6.2. Practical scenarios
In our test scenario, we considered two important aspects that are often missing from HAR positioning experiments in the related work: (1) We used real target objects (Lego structures, Fig. 5) instead of virtual ones (e.g. target zones visualized with virtual rectangles) to simulate a practical scenario where virtual objects are very often spatially dependent on the environment [40]. (2) We did not have predetermined initial positions for the virtual objects.
In practical scenarios, the initial positioning is a fundamental part of AR content creation and it should not be separated from the position adjustment. Especially in case of SlidAR, where position adjustment is highly dependent on the accuracy of initial positioning. Simply adjusting the position between two points can be unrealistic if we are unable to justify why user would have chosen the specific initial position. In addition, we forced participants to move around while doing the tasks instead of just standing still or sitting. This is important, because HAR is used in mobile context, where users often move around.
There are still few matter that should be considered when applying our findings to practical scenarios, such as creating AR annotations to machines inside of factory or to medical equipment inside a hospital. In the test scenario, the participants were aware that the real objects are not mapped by the SLAM-system. This was because we wanted to focus on the specific HAR positioning problem that can occur often, but not every time. We designed the test scenario in a way that the positioning problem occurs every time. In practical scenarios, users might not always what in the environment is mapped and what is not. Thus, we would not know if the virtual object's initial position going to be correct or is position adjustment also needed. If we use SlidAR, it is not necessary to know is the real world object mapped or not because the initial positioning is conducted in similar manner in both situations. With HoldAR, however, we might need to choose a initial position differently if it is too far away from the target position.

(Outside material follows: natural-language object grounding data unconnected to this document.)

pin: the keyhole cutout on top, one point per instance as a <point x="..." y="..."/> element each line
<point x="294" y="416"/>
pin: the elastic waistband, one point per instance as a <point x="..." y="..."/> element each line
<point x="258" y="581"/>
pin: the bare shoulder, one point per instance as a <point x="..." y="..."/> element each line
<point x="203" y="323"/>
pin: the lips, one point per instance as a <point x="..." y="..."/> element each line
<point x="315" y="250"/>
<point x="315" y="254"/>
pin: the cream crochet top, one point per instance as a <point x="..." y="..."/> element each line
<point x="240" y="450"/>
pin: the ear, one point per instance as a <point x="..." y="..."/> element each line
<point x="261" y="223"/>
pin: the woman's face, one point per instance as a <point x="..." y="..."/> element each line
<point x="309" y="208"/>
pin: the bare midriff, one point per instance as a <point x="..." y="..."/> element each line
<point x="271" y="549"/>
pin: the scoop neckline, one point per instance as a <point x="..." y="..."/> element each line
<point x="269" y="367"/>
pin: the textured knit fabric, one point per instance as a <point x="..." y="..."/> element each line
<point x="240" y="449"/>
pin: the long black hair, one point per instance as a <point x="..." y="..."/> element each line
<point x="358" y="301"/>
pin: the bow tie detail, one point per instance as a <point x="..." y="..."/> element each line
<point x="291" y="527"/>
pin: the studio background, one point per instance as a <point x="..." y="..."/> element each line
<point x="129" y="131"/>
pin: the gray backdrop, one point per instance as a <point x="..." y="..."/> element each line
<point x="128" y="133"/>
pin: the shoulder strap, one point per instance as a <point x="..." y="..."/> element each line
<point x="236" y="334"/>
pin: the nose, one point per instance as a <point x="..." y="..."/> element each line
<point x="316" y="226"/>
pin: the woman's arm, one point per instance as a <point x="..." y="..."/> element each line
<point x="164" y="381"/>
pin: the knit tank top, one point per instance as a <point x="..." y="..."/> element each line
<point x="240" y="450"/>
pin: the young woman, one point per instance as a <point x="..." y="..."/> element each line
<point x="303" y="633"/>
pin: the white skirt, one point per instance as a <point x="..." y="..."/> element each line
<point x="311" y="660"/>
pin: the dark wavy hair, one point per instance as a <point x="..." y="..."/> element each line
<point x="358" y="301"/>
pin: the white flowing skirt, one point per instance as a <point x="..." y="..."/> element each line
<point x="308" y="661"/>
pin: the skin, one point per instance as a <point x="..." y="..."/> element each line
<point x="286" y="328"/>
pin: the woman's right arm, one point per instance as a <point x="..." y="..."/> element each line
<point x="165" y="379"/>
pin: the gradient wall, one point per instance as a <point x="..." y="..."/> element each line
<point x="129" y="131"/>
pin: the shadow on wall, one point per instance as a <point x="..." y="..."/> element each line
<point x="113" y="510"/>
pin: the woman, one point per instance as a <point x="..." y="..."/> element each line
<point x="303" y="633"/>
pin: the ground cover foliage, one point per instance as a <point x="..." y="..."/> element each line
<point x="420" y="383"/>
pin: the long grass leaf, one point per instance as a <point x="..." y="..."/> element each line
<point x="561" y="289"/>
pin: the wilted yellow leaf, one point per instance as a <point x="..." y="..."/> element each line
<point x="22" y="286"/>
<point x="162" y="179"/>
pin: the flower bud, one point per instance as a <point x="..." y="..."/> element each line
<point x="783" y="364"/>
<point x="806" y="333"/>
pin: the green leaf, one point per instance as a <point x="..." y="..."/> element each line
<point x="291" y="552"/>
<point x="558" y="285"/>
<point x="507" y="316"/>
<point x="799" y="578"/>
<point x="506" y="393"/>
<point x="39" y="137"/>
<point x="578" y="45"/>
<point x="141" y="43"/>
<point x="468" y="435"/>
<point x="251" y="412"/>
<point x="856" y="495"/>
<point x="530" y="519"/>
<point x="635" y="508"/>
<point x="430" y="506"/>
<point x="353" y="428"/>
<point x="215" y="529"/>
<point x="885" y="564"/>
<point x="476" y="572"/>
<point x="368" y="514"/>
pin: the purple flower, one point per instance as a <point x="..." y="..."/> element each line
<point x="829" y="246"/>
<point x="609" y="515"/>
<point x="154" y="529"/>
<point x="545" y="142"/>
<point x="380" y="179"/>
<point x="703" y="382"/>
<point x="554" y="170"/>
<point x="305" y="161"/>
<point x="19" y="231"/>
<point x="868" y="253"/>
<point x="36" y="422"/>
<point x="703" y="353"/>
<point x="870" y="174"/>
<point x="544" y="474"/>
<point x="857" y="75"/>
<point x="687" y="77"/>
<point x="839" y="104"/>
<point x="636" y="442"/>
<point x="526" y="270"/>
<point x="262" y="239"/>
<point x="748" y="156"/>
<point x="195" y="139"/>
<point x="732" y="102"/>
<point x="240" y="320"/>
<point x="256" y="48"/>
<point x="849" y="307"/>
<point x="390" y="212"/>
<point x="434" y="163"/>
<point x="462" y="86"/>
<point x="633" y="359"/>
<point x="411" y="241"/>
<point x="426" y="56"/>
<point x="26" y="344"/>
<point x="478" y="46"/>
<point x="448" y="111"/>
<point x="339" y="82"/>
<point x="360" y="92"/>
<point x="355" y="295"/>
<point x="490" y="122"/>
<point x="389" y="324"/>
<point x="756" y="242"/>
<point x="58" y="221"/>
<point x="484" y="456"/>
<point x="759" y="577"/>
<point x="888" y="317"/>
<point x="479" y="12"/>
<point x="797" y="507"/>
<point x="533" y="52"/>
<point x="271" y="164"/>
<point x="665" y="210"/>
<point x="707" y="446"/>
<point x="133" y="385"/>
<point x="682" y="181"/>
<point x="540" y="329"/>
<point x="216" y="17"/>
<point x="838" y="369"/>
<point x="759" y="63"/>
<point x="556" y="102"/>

We did not limit the movement in any way and participants were allowed us to freely move around the scene. Even though neither method did not require users to move 360° around the target position, various environments in practical secenarios might set limitations to the movement. This could possibly affect the efficiency of both methods: SlidAR requires the user to move to a new viewpoint and HoldAR relies to movement entirely.
Our test scenario was ideal for HoldAR, because we used an easily trackable ground plane in order to correctly show the depth cues. The complexity and the structure of the environment can vary a lot depending on the scenario. This can make the correct visualization of depth cues more difficult. SlidAR does not require depth cues to be visualized on the environment, thus it can be easily used in various practical scenarios with different level of environmental complexities.

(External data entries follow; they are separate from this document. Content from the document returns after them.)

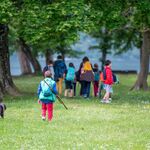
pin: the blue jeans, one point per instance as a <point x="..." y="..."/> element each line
<point x="86" y="88"/>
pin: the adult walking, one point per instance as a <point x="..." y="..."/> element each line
<point x="87" y="76"/>
<point x="59" y="72"/>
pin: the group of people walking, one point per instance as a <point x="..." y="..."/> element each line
<point x="57" y="72"/>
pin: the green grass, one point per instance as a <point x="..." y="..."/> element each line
<point x="87" y="125"/>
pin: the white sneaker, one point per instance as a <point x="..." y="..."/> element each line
<point x="43" y="118"/>
<point x="102" y="101"/>
<point x="110" y="99"/>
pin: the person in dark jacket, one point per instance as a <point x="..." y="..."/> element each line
<point x="47" y="95"/>
<point x="59" y="73"/>
<point x="50" y="67"/>
<point x="108" y="82"/>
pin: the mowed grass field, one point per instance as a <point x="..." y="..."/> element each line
<point x="86" y="125"/>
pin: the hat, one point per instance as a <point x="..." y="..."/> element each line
<point x="48" y="73"/>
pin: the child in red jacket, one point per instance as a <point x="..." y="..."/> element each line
<point x="108" y="82"/>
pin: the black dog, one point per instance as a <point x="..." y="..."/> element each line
<point x="2" y="109"/>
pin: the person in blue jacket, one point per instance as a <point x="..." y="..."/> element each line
<point x="59" y="73"/>
<point x="47" y="95"/>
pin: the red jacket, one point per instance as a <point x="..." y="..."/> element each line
<point x="109" y="76"/>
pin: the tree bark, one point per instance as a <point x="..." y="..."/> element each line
<point x="48" y="55"/>
<point x="103" y="58"/>
<point x="141" y="82"/>
<point x="24" y="62"/>
<point x="6" y="78"/>
<point x="32" y="59"/>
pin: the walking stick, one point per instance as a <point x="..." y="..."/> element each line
<point x="59" y="99"/>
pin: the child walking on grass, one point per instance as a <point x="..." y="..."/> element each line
<point x="46" y="94"/>
<point x="107" y="82"/>
<point x="69" y="80"/>
<point x="96" y="79"/>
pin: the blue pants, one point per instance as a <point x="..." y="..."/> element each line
<point x="86" y="88"/>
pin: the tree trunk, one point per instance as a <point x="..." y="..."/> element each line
<point x="32" y="59"/>
<point x="24" y="62"/>
<point x="103" y="58"/>
<point x="6" y="78"/>
<point x="48" y="55"/>
<point x="141" y="82"/>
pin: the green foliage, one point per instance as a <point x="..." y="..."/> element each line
<point x="123" y="124"/>
<point x="6" y="11"/>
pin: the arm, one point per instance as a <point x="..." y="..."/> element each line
<point x="109" y="76"/>
<point x="55" y="89"/>
<point x="39" y="89"/>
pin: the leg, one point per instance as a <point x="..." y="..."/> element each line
<point x="66" y="92"/>
<point x="95" y="93"/>
<point x="96" y="88"/>
<point x="50" y="111"/>
<point x="74" y="89"/>
<point x="60" y="85"/>
<point x="88" y="85"/>
<point x="44" y="111"/>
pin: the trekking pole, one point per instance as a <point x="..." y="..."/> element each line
<point x="59" y="99"/>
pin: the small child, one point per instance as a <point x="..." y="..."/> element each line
<point x="108" y="82"/>
<point x="96" y="79"/>
<point x="70" y="76"/>
<point x="46" y="94"/>
<point x="50" y="67"/>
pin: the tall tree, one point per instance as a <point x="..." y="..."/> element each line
<point x="6" y="79"/>
<point x="126" y="14"/>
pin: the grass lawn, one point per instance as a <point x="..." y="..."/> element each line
<point x="87" y="125"/>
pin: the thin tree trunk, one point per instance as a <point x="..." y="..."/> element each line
<point x="33" y="60"/>
<point x="103" y="58"/>
<point x="48" y="55"/>
<point x="24" y="62"/>
<point x="141" y="82"/>
<point x="6" y="77"/>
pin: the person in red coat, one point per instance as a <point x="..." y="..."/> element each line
<point x="108" y="82"/>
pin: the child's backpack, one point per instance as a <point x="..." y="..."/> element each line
<point x="46" y="88"/>
<point x="115" y="79"/>
<point x="96" y="76"/>
<point x="70" y="74"/>
<point x="103" y="76"/>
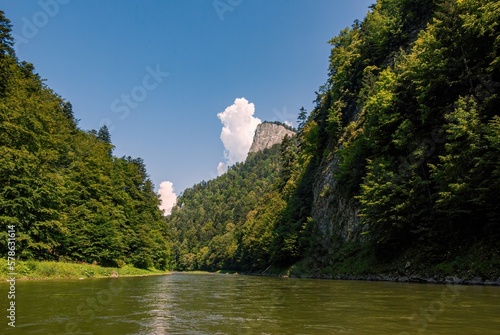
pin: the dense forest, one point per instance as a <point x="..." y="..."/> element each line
<point x="403" y="144"/>
<point x="409" y="121"/>
<point x="61" y="187"/>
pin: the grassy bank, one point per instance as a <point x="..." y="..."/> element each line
<point x="31" y="270"/>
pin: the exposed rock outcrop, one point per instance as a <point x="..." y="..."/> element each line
<point x="334" y="212"/>
<point x="268" y="134"/>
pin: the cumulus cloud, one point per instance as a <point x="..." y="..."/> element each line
<point x="237" y="133"/>
<point x="167" y="196"/>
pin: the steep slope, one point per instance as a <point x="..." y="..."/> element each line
<point x="61" y="190"/>
<point x="408" y="176"/>
<point x="396" y="169"/>
<point x="210" y="227"/>
<point x="268" y="134"/>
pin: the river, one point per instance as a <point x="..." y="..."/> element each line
<point x="232" y="304"/>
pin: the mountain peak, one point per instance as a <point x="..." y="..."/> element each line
<point x="268" y="134"/>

The required level of accuracy can also depend highly on the scenario and the size of the objects that are being annotated. Small objects, such as buttons or cables, require very precise positioning. Larger objects, like factory machinery, can allow more ambiguity. Positioning to a larger object is easier, regardless of the used method. Initial positioning would be easier with SlidAR and the position adjustment would be easier with the HoldAR.
We used a tablet device, but both methods could also be used on a smartphone. Tablets are beneficial because they provide more screen estate thereby easing perception and gesture-based interactions [41]. This can be beneficial in industrial or medical systems where it is necessary to view conventional 2D information, in addition to AR information. The form-factor of the device and the amount of movement needed can affect the usability of HoldAR because it relies on the physical movement. With SlidAR, the form-factor affects the initial positioning because the device had to be kept as still as possible in order to perform the position adjustment correctly. The initial positioning can be improved by adding view freezing discussed in the previous section.

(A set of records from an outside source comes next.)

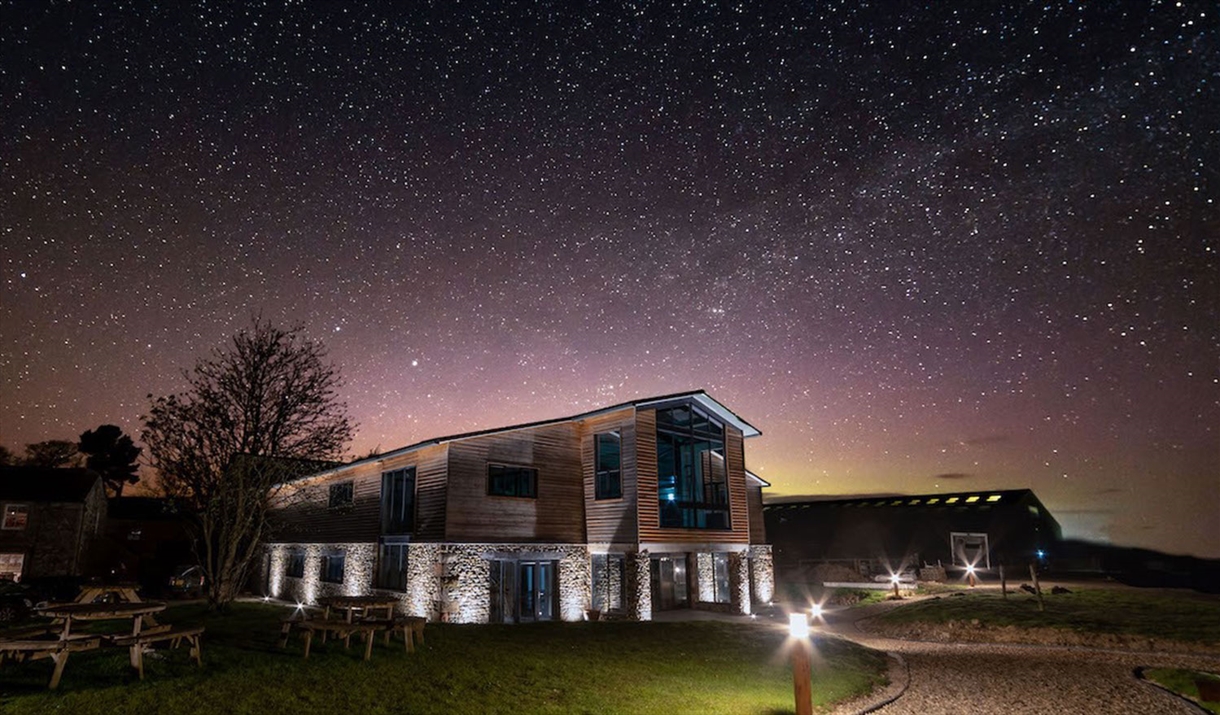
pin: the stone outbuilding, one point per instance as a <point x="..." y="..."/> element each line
<point x="50" y="522"/>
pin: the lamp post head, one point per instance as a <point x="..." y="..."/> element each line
<point x="798" y="626"/>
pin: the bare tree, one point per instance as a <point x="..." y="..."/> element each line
<point x="112" y="455"/>
<point x="51" y="453"/>
<point x="258" y="413"/>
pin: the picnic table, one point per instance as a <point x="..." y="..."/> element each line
<point x="365" y="615"/>
<point x="57" y="641"/>
<point x="123" y="592"/>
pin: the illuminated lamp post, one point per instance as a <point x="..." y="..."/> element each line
<point x="802" y="664"/>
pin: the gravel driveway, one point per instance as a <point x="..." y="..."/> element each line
<point x="982" y="679"/>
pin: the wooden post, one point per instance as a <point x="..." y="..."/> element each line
<point x="1037" y="587"/>
<point x="802" y="676"/>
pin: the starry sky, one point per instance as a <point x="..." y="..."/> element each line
<point x="924" y="248"/>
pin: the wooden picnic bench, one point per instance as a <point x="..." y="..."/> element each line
<point x="409" y="627"/>
<point x="57" y="641"/>
<point x="340" y="628"/>
<point x="366" y="625"/>
<point x="166" y="633"/>
<point x="57" y="649"/>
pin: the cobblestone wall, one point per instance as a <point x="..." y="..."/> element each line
<point x="360" y="561"/>
<point x="639" y="587"/>
<point x="705" y="577"/>
<point x="738" y="582"/>
<point x="763" y="572"/>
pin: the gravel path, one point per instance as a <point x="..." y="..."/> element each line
<point x="981" y="679"/>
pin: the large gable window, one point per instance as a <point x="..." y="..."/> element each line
<point x="608" y="454"/>
<point x="692" y="478"/>
<point x="511" y="481"/>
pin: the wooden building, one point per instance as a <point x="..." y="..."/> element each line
<point x="50" y="524"/>
<point x="625" y="510"/>
<point x="886" y="533"/>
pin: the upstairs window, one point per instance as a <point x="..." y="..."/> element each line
<point x="398" y="502"/>
<point x="340" y="494"/>
<point x="608" y="467"/>
<point x="510" y="481"/>
<point x="15" y="516"/>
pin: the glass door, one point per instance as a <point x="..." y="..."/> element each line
<point x="669" y="582"/>
<point x="536" y="597"/>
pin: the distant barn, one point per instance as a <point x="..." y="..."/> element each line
<point x="879" y="535"/>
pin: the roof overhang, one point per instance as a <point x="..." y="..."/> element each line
<point x="709" y="404"/>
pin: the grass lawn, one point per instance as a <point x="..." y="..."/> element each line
<point x="1185" y="616"/>
<point x="600" y="668"/>
<point x="1185" y="682"/>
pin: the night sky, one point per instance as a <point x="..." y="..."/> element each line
<point x="963" y="245"/>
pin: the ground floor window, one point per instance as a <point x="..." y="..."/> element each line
<point x="295" y="567"/>
<point x="720" y="577"/>
<point x="608" y="582"/>
<point x="392" y="566"/>
<point x="11" y="566"/>
<point x="332" y="566"/>
<point x="523" y="591"/>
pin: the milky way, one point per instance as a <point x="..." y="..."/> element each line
<point x="922" y="248"/>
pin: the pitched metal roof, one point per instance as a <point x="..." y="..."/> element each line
<point x="965" y="499"/>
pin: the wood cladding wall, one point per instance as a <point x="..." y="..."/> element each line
<point x="300" y="513"/>
<point x="648" y="511"/>
<point x="758" y="531"/>
<point x="610" y="520"/>
<point x="555" y="515"/>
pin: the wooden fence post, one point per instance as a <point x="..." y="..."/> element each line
<point x="1037" y="587"/>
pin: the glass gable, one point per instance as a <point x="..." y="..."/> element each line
<point x="692" y="477"/>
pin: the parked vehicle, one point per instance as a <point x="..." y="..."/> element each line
<point x="187" y="582"/>
<point x="16" y="600"/>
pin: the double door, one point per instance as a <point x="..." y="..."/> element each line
<point x="522" y="591"/>
<point x="669" y="577"/>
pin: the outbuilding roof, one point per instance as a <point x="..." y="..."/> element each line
<point x="46" y="483"/>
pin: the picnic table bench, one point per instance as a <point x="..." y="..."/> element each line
<point x="57" y="649"/>
<point x="367" y="625"/>
<point x="57" y="641"/>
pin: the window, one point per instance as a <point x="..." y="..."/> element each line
<point x="608" y="582"/>
<point x="295" y="565"/>
<point x="608" y="465"/>
<point x="720" y="577"/>
<point x="15" y="516"/>
<point x="509" y="481"/>
<point x="332" y="567"/>
<point x="11" y="566"/>
<point x="392" y="566"/>
<point x="398" y="500"/>
<point x="692" y="477"/>
<point x="340" y="494"/>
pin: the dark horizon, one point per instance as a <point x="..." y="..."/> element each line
<point x="922" y="249"/>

We chose a generic test scenario instead of a practical one, because the positioning problem can occur in any kind of practical scenario. Conducting the experiment in a practical scenario, such as inside a hospital or a factory is risky, because the results could be affected by unique features of the scenario itself. This would steer the research focus away from the fundamental object positioning problem that is not specific for any type of scenario. A generic test scenario allowed us to focus more closely to the positioning problem and it gave us a solid implications regarding the efficiency of SlidAR. Furthermore, the whole experiment gave us important knowledge about the positioning of virtual annotations to real world objects. Practical scenarios might have some differences compared to our test scenario, but these are rather minimal. Furthermore, we believe that in practical scenarios SlidAR would provide even greater efficiency over HoldAR, because HoldAR requires more movement and virtual depth cues. Despite the possible differences between our test scenario and practical scenarios, we strongly argue that our results can be applied to various scenarios, because the 3D positioning of virtual object is a requirement and fundamental part of any kind of practical scenario where we want to create AR content to the real world.